One in three black residents of the Los Angeles area trust their police department to do what is right, according to a Loyola Marymount University poll that has been surveying the region’s inhabitants since the 1992 riots.
In a poll conducted in January, researchers found that just over 60% of Angelenos overall trust their police, a consistent trend since 2017. Trust increases with age and higher income and is highest among Asians, those with an annual household income of at least $150,000, conservatives and whites, the study determined.
“People are very supportive of their police departments in general — more than they are the media and high tech,” said Fernando Guerra, an LMU political science professor who has worked on the survey since its inception.

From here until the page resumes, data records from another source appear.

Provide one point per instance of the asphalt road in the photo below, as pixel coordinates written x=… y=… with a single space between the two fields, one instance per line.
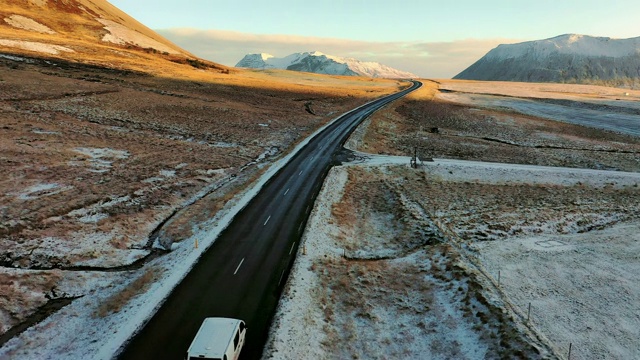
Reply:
x=242 y=274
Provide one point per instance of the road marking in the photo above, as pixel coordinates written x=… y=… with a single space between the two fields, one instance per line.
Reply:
x=238 y=268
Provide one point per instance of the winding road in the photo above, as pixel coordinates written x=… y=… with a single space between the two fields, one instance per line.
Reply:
x=242 y=274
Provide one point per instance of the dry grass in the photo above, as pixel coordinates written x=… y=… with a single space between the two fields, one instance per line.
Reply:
x=136 y=287
x=421 y=294
x=18 y=290
x=447 y=130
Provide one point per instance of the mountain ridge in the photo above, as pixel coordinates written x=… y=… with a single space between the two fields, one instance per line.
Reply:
x=318 y=62
x=570 y=58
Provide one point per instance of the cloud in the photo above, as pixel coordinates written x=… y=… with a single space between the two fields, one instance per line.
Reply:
x=425 y=59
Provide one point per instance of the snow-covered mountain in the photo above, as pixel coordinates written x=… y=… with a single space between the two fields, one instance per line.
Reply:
x=565 y=58
x=320 y=63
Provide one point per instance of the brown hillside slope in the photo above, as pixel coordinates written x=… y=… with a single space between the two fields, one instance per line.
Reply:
x=91 y=31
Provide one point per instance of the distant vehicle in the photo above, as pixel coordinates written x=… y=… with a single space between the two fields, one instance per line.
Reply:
x=218 y=339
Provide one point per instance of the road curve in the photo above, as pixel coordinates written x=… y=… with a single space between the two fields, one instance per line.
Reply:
x=242 y=274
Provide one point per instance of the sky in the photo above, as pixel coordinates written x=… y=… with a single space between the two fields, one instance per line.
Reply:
x=432 y=39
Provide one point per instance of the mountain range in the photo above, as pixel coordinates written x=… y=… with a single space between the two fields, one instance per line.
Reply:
x=317 y=62
x=566 y=58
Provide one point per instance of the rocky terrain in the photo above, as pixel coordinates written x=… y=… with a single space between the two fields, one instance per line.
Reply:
x=117 y=147
x=472 y=254
x=567 y=58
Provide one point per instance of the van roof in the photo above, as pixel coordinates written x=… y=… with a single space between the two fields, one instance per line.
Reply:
x=213 y=337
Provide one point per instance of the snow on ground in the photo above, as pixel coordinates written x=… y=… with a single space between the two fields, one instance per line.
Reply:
x=603 y=118
x=574 y=281
x=35 y=46
x=25 y=23
x=120 y=303
x=394 y=321
x=122 y=35
x=583 y=289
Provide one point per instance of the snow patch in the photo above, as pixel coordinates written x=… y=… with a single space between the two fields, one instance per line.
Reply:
x=35 y=46
x=25 y=23
x=122 y=35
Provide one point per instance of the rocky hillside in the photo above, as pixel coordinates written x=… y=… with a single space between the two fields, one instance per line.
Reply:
x=317 y=62
x=87 y=31
x=566 y=59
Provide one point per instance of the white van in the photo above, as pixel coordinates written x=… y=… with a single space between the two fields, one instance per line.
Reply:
x=218 y=339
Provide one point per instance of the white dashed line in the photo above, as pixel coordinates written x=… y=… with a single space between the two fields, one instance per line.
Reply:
x=238 y=268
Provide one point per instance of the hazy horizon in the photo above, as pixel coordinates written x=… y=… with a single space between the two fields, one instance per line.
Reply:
x=427 y=38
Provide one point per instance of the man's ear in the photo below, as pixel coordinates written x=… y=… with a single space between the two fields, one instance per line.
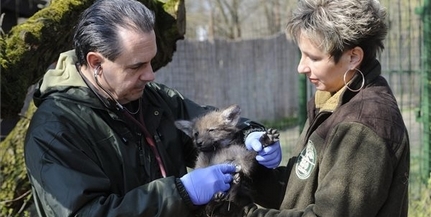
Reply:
x=94 y=59
x=356 y=57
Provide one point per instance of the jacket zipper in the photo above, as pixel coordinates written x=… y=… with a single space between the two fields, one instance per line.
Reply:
x=320 y=118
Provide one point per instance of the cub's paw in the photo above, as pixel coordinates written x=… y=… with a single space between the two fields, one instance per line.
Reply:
x=270 y=137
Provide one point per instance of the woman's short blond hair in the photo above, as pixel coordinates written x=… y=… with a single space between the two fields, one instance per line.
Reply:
x=339 y=25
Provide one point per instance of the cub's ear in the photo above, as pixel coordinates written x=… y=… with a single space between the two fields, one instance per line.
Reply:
x=185 y=126
x=231 y=114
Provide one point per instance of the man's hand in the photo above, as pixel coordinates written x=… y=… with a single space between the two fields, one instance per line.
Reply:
x=201 y=184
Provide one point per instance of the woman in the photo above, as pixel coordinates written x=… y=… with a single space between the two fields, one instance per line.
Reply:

Every five years since the 1992 Los Angeles Riots, the Thomas and Dorothy Leavey Center for the Study of Los Angeles — StudyLA — has conducted a survey about race relations and the likelihood of civil unrest in Los Angeles. Each time the survey was conducted, a smaller number of respondents said new disturbances were likely — until 2017, the most recent survey, when the number predicting unrest shot up.
At that time, nearly 6 out of 10 Angelenos said they believed another riot was likely by 2022, an increase for the first time after two decades of steady decline — and a more than 10-point jump compared with the 2012 survey.
The survey determined that young adults ages 18 to 29, who didn’t experience the 1992 riots, were more likely than older residents to feel another riot was a possibility, with nearly 7 out of 10 saying one was likely. Those who were unemployed or worked part-time were also more pessimistic, as were black and Latino residents, compared with whites and Asians, the poll found.
The January poll was conducted by 20-minute telephone interviews and online responses.
Comparing the unrest in 1992 and the current protests, Guerra said one difference is, “this is truly a multicultural protest. In 1992, it was blacks in black neighborhoods and Latinos in Latino neighborhoods, at the same time.”
Another key difference, he said, is the addition of social media as both an organizing tool and the technology that set off the riots — the filming on mobile phone of the arrest and subsequent death of George Floyd in Minneapolis last week.
“It shows the role of social media in not only reporting misdeeds, but bringing people together in response,” Guerra said.